Four vitreoretinal surgeons with different expertise were randomized into two groups. One group (n=9) prepared their surgery with a standardized simulator training before starting the PPV in the operating room. The second group went directly to the operating room (n=12). Two blinded observers (one repeating the analysis for intra-observer consistency) enabled us to analyze the effect of warming up onto the operating room performance.
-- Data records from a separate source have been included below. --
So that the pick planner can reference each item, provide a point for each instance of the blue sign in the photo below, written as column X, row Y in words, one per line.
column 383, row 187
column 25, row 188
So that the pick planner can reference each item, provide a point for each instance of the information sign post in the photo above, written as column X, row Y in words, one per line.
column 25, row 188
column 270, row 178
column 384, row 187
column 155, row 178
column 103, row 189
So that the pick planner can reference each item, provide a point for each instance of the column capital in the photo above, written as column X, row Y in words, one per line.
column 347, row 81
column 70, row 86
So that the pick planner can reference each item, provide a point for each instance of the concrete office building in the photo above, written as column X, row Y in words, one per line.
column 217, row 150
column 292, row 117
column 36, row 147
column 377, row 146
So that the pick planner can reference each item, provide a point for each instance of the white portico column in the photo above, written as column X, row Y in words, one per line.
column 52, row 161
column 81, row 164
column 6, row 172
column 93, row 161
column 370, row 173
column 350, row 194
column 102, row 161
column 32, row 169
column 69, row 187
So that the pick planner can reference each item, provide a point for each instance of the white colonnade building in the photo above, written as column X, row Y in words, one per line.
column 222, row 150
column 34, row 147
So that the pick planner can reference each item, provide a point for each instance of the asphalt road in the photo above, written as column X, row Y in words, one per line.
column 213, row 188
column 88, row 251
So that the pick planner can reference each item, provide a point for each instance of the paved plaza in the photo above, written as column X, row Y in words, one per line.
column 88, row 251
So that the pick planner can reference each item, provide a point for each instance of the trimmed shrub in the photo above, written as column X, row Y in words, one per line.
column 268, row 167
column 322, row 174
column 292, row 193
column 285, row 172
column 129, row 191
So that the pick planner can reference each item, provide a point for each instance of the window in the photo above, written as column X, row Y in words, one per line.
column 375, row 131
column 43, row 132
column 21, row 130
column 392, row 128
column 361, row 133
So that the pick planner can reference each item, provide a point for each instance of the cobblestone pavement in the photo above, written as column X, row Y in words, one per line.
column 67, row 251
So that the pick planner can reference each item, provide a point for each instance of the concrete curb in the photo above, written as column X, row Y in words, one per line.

When comparing the two groups (n=21), the statistical analysis with a mixed-model approach for repeated measurements showed a significant effect (p=0.0302) of warmup training onto the final outcome in the operating room. Regarding the evaluation of the two independent observers, the Shrout-Fleiss intraclass correlation with a two-way mixed, single measure model resulted in a correlation coefficient of ICC (3,1) = 0.97 and a 95% confidence interval of 0.872..0.994. With respect to the intraindividual regrading, the Bland-Altman intraclass correlation resulted in a correlation coefficient of ICC = 0.99 with a 95% confidence interval of 0.981..0.998. The standard deviation of the three less experienced surgeons was rather high with SD=0.76 (n=14) whereas the scores of an expert surgeon varied considerably less with SD=0.21 (n=7). An f-test showed with p=0.004 that this difference between the less experienced surgeons and the expert was significant (Fig.1).
Of the studies evaluating the role of training on Eyesi in either the anterior or the posterior eye segment, to our knowledge, there is none that investigates the warmup effect of simulator training.Despite the large variation of conditions, the effect of a warmup training was found with statistical significance.Simulator training is able to serve as a warmup to increase the average performance.
This is an abstract that was submitted for the 2016 ARVO Annual Meeting, held in Seattle, Wash., May 1-5, 2016.
Fig.1 Effect of warmup training; compares the years of experience (x-axis), the average scores of the video analysis with and without warmup (y-axis) and their standard deviation. The surgeons have unique years of experience (2/3/7/25), therefore each x-value represents one specific surgeon. The least experienced surgeon always had to warm up. The warmup training increases the final outcome in the operating room by 0.5 to 1 points.